Session Chair: Okay. So do we have any questions? Yes.
Audience Member 1: Hi, thank you very much. It seems to me, and this is previous experience for me, but actually what you’re talking about is something that is very familiar to Prolog programmers, for those of us that are old enough and unfortunate enough to have had that experience. Is this something that you’ve taken as part of this model, or are you looking at it in any way?
Timothy: Not at all. Maybe I’m too young. I don’t know. The Prolog is not something I’m familiar with and it’s definitely something we can look into to see if it can also feed the case community with other idea of how to represent things.
Audience Member 1: And it might be useful. I mean, it understands the concepts of inference and also probability. So you may find it a useful tool to try out, but thank you for the talk.
Timothy: Thank you.
Session Chair: Other questions? So I have a question. So I agree with the question that was made about Prolog, because the inferences that you are trying to make, they are logic-based, or at least it seems like you are using some kind of logic. And there I wanted to ask you, are you using some type of rule-based inference? How is the inference made?
So in this case, you’re using the geolocation. So the GPS, and then from the picture then you are making an inference of where was this person located. Do you have other cases, or how do you perform this inference? So this is like the logical part. How do you decide from certain types of information to go to conclusion?
Timothy: It really depends on what question you are trying to answer and also what type of data you have. As you said, it might be like basic rule-based to apply some basic rules.
Like, if we know how, for instance, this morning we had a talk about how the timestamps react on a file system based on some operations. So we can use this to help reach our conclusions, but sometimes it’s more complex because you have some rules, you also have the context that helps you.
Like, for instance, with online, for example we could say a basic rule, if the similarity is superior to 0.6, then we have a link. But when you take into consideration the rarity of the strings and the context of your cases, you see that it will really influence your conclusions. And that’s where there is some difficulty to formalize it.
And also where it’s good to start trying to see how it can be described. Even if it’s not like a very formal mathematical set of rules that we can apply saying that, okay, we look at the context, we looked at the rarity of the strings, we looked at the similarity scores and we combined that and we reached this conclusion with this level of certainty. That’s also where we’re indicating our degree of certainty that our conclusion is useful is that you can try to represent to others how you reach that conclusion.

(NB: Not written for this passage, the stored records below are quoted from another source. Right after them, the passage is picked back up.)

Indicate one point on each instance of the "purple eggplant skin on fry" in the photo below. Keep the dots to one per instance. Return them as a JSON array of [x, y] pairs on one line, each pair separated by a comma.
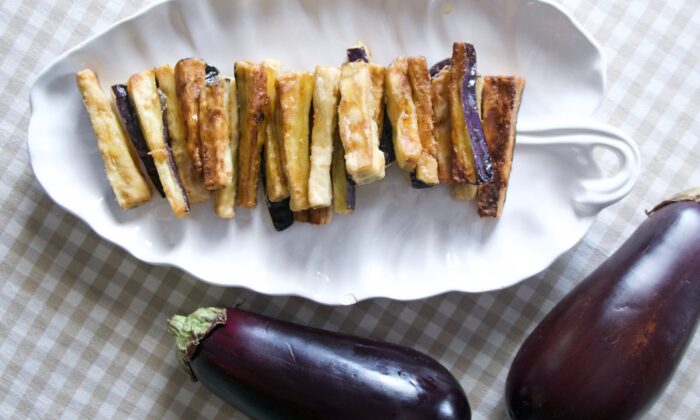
[[272, 369], [609, 348], [127, 114]]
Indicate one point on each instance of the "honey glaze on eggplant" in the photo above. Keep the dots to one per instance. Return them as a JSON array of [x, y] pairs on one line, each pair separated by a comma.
[[608, 349]]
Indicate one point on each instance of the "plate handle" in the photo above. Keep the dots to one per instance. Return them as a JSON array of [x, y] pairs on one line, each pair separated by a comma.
[[587, 134]]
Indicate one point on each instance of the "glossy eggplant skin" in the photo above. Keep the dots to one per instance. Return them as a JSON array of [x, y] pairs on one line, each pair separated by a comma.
[[272, 369], [609, 348]]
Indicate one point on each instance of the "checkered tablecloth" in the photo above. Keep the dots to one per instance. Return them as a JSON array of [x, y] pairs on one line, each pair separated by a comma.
[[82, 324]]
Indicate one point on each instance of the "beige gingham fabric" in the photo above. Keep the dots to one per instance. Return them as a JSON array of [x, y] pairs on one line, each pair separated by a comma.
[[82, 323]]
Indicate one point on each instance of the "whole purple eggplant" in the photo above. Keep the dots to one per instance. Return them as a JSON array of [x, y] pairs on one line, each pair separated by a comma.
[[272, 369], [608, 349]]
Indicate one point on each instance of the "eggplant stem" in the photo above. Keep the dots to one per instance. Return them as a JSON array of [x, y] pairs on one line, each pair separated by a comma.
[[692, 194], [190, 330]]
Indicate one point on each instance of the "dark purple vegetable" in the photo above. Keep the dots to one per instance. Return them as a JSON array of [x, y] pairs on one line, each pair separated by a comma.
[[211, 74], [608, 349], [358, 53], [127, 114], [281, 214], [350, 192], [435, 69], [386, 143], [417, 183], [480, 150], [273, 369], [168, 142]]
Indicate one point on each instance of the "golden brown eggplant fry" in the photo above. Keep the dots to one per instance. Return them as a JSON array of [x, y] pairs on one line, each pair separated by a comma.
[[402, 114], [426, 167], [189, 80], [467, 192], [191, 181], [377, 74], [253, 103], [358, 128], [215, 134], [225, 198], [500, 105], [325, 125], [146, 100], [295, 92], [120, 162], [275, 180], [441, 117]]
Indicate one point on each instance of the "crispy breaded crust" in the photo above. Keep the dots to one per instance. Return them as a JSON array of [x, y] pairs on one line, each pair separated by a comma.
[[295, 92], [357, 126], [121, 167], [149, 110], [143, 94], [377, 73], [402, 114], [426, 167], [325, 124], [225, 198], [191, 181], [253, 102], [501, 102], [275, 180], [169, 179], [189, 80], [215, 135], [463, 169], [439, 90], [339, 179]]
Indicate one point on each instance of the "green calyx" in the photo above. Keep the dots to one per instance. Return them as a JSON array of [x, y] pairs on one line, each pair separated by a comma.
[[190, 330]]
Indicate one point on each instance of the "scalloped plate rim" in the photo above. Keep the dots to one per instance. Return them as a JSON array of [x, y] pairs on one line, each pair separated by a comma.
[[292, 291]]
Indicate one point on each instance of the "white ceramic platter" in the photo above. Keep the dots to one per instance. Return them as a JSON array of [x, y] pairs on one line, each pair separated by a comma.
[[400, 243]]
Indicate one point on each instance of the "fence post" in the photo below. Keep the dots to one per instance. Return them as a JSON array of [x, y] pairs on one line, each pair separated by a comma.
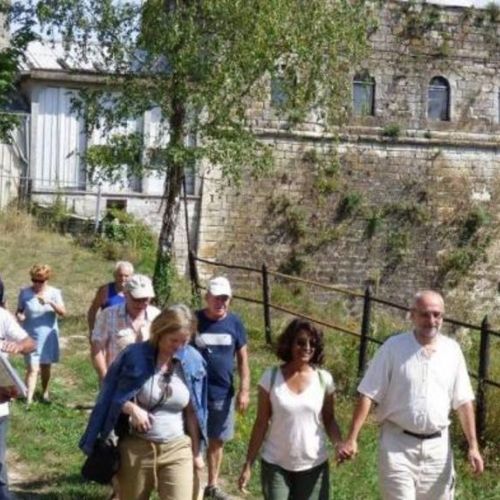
[[365, 330], [484, 365], [193, 274], [98, 208], [265, 300]]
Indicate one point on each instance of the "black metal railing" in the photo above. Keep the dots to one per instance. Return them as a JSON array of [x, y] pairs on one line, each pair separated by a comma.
[[482, 375]]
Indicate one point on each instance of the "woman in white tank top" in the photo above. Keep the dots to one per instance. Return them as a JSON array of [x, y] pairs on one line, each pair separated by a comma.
[[295, 416]]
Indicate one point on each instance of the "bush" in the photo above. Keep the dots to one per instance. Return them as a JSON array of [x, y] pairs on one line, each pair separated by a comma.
[[125, 237]]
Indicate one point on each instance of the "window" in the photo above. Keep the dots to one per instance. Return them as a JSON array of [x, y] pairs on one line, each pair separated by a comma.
[[283, 81], [363, 95], [438, 99]]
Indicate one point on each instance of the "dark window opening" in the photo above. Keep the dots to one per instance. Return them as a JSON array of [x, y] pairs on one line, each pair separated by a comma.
[[438, 99], [363, 95]]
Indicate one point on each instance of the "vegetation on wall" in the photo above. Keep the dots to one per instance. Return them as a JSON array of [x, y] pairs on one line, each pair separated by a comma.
[[427, 217]]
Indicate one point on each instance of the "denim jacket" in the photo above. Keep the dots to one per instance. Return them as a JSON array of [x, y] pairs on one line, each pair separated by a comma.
[[125, 377]]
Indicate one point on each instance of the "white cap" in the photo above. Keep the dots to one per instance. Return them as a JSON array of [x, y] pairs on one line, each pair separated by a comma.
[[140, 287], [219, 286]]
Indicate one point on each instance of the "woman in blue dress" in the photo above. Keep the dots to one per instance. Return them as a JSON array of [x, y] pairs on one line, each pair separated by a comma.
[[37, 310]]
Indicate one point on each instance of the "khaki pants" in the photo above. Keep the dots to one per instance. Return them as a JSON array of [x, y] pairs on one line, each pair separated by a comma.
[[146, 466], [414, 469]]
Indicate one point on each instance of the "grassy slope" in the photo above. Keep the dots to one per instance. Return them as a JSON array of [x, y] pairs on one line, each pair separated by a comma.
[[43, 441]]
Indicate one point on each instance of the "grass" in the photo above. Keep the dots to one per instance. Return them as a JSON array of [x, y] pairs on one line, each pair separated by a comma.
[[43, 450]]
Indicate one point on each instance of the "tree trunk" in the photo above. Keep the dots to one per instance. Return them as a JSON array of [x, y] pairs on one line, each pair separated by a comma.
[[163, 274]]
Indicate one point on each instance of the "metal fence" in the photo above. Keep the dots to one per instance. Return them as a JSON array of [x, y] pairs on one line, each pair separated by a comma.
[[363, 335]]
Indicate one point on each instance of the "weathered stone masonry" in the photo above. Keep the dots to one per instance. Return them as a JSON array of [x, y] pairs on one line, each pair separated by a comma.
[[403, 207]]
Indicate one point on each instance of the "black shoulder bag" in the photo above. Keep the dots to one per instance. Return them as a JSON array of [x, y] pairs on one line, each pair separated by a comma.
[[103, 463]]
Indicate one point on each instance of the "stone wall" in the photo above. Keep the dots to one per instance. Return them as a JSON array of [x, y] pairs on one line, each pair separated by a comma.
[[402, 207]]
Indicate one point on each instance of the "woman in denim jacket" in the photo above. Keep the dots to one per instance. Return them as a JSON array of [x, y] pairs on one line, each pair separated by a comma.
[[161, 385]]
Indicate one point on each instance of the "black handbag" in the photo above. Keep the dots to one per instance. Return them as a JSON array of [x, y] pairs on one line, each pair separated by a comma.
[[103, 463]]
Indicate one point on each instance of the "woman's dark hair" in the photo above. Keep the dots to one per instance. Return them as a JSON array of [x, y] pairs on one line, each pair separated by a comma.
[[291, 332]]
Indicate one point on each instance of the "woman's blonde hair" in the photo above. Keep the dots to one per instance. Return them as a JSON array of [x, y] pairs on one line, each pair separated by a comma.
[[41, 271], [172, 320]]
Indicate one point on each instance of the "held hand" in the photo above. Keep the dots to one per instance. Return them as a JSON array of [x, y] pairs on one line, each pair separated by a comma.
[[198, 462], [476, 461], [244, 478], [140, 419], [242, 401], [10, 347], [8, 394], [347, 450]]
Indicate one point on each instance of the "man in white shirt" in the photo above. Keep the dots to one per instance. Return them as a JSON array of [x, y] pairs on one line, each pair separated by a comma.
[[13, 340], [123, 324], [415, 379]]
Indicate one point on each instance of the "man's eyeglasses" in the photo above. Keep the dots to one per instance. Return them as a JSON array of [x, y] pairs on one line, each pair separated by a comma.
[[429, 314]]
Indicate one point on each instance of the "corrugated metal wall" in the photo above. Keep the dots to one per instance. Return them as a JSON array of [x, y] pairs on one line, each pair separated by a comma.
[[13, 162], [58, 141]]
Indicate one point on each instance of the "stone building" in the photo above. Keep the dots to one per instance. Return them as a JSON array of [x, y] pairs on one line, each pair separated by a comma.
[[406, 194]]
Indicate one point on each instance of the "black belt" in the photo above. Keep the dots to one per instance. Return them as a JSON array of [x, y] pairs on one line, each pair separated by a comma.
[[433, 435]]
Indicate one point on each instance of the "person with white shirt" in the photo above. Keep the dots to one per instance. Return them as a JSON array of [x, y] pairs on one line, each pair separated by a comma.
[[13, 340], [295, 417], [415, 379]]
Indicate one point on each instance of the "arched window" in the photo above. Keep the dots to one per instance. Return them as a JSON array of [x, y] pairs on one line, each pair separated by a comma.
[[363, 95], [438, 99]]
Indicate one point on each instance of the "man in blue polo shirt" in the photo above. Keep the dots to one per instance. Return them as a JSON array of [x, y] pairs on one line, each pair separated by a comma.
[[222, 337]]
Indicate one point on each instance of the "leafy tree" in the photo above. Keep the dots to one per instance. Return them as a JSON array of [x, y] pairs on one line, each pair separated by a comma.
[[202, 62]]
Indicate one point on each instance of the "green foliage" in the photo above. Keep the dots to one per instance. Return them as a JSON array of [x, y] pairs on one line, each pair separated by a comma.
[[493, 12], [164, 273], [349, 205], [471, 246], [327, 178], [406, 212], [398, 245], [294, 265], [53, 216], [125, 237], [203, 64], [477, 218], [374, 222], [391, 130]]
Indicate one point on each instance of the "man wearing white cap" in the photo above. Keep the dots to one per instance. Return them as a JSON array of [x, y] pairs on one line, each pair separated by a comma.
[[222, 337], [123, 324]]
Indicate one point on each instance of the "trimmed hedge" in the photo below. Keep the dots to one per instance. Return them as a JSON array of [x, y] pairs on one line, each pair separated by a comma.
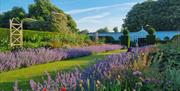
[[151, 39], [125, 40]]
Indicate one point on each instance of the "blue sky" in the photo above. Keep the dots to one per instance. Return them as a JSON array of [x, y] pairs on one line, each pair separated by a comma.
[[89, 14]]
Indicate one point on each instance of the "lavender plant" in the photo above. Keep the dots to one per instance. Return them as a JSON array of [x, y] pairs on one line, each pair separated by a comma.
[[24, 58], [99, 77]]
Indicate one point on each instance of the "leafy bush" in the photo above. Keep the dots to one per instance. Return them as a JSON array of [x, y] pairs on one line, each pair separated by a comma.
[[125, 38], [36, 38], [151, 39], [99, 77]]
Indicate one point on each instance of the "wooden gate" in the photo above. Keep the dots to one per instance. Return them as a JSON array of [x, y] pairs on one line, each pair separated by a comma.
[[16, 32]]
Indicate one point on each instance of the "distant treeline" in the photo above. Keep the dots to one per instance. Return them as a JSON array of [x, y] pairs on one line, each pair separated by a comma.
[[160, 14]]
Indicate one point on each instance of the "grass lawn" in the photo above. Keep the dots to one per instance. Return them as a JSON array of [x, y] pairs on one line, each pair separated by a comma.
[[36, 72]]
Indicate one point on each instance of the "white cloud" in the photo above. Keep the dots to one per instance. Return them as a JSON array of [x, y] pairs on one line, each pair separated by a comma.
[[93, 19], [123, 5]]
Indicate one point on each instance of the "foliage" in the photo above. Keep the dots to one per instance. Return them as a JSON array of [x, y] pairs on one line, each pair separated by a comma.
[[166, 61], [125, 38], [99, 77], [103, 30], [125, 31], [84, 31], [27, 57], [42, 15], [151, 31], [151, 39], [16, 12], [115, 29], [35, 39], [176, 38], [160, 14], [57, 20]]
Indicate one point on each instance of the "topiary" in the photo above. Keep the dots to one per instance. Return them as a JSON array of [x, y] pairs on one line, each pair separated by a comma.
[[125, 31], [151, 31]]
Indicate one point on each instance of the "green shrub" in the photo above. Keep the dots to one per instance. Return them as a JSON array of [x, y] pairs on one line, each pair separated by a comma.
[[151, 39], [125, 40], [151, 31]]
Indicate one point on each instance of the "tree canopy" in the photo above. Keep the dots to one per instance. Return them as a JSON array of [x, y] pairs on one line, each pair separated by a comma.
[[160, 14], [115, 29], [16, 12], [43, 15]]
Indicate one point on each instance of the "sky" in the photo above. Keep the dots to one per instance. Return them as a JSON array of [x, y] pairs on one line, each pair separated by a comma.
[[88, 14]]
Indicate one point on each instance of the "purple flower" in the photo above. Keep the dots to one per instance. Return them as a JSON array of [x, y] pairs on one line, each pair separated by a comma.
[[137, 73]]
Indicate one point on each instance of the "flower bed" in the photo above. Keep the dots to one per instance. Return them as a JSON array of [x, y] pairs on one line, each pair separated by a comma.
[[28, 57], [114, 73]]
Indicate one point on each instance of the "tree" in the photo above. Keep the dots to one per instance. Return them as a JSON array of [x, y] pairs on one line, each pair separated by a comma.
[[55, 18], [16, 12], [84, 31], [115, 29], [103, 30], [160, 14]]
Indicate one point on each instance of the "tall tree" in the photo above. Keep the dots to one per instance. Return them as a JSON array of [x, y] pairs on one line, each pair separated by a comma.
[[115, 29], [55, 18], [16, 12], [160, 14]]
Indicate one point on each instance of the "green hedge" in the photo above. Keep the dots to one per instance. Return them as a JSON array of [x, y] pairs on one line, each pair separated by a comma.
[[125, 40], [151, 39]]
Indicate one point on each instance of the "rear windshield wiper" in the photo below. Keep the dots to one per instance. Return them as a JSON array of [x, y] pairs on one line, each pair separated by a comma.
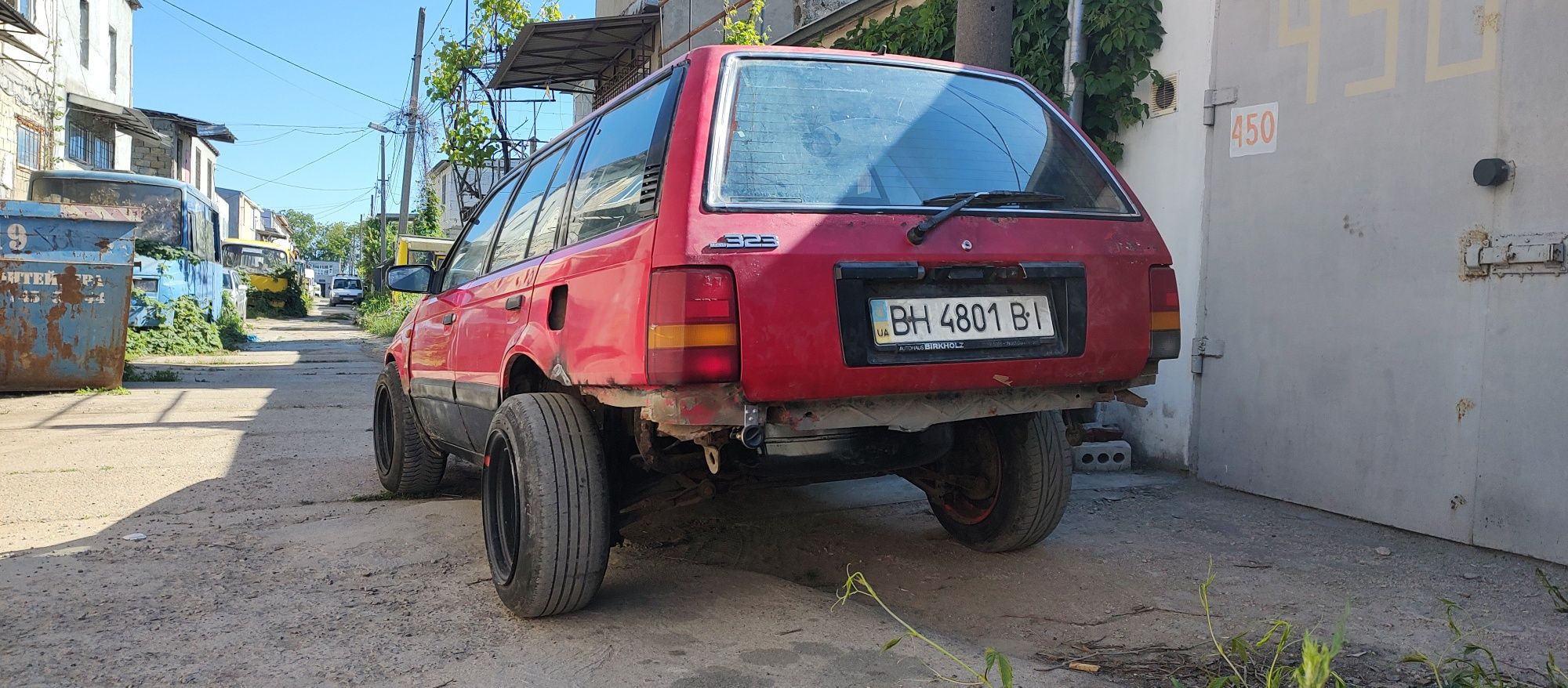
[[959, 201]]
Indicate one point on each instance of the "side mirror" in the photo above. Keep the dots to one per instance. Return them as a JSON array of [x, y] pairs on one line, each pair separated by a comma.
[[412, 278]]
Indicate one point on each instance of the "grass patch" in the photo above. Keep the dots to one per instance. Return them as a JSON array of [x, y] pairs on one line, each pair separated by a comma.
[[137, 375], [383, 313], [104, 391], [189, 335]]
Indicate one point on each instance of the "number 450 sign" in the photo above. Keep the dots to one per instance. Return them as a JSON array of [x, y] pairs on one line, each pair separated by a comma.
[[1255, 131]]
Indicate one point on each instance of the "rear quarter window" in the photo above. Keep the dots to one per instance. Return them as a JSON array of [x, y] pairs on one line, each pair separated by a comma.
[[849, 134]]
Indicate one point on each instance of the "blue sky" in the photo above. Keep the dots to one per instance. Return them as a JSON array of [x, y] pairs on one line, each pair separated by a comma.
[[366, 45]]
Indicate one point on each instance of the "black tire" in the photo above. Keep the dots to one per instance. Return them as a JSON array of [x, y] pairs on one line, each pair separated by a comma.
[[546, 505], [405, 460], [1028, 457]]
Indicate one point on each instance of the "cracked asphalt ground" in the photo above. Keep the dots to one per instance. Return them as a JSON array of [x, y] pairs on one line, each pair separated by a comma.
[[260, 568]]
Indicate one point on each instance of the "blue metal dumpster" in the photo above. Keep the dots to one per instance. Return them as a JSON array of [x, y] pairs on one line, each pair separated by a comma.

Session Chair: Okay. So there is a question online. This is, “Does there exist a JSON Schema for CASE? And does this support binary object hash embedding?” And I think Eoghan is already answering here.
Timothy: Yeah. So Eoghan is really the master of CASE. But yes, it has a JSON format and it supports a lot of things, not just inference, also traces, actions and so on. And really it’s also a community effort. So if you think that something is missing, don’t hesitate to reach out and propose possible representation.
Session Chair: Other questions? Okay, then. Thank you very much, Tim, for this presentation.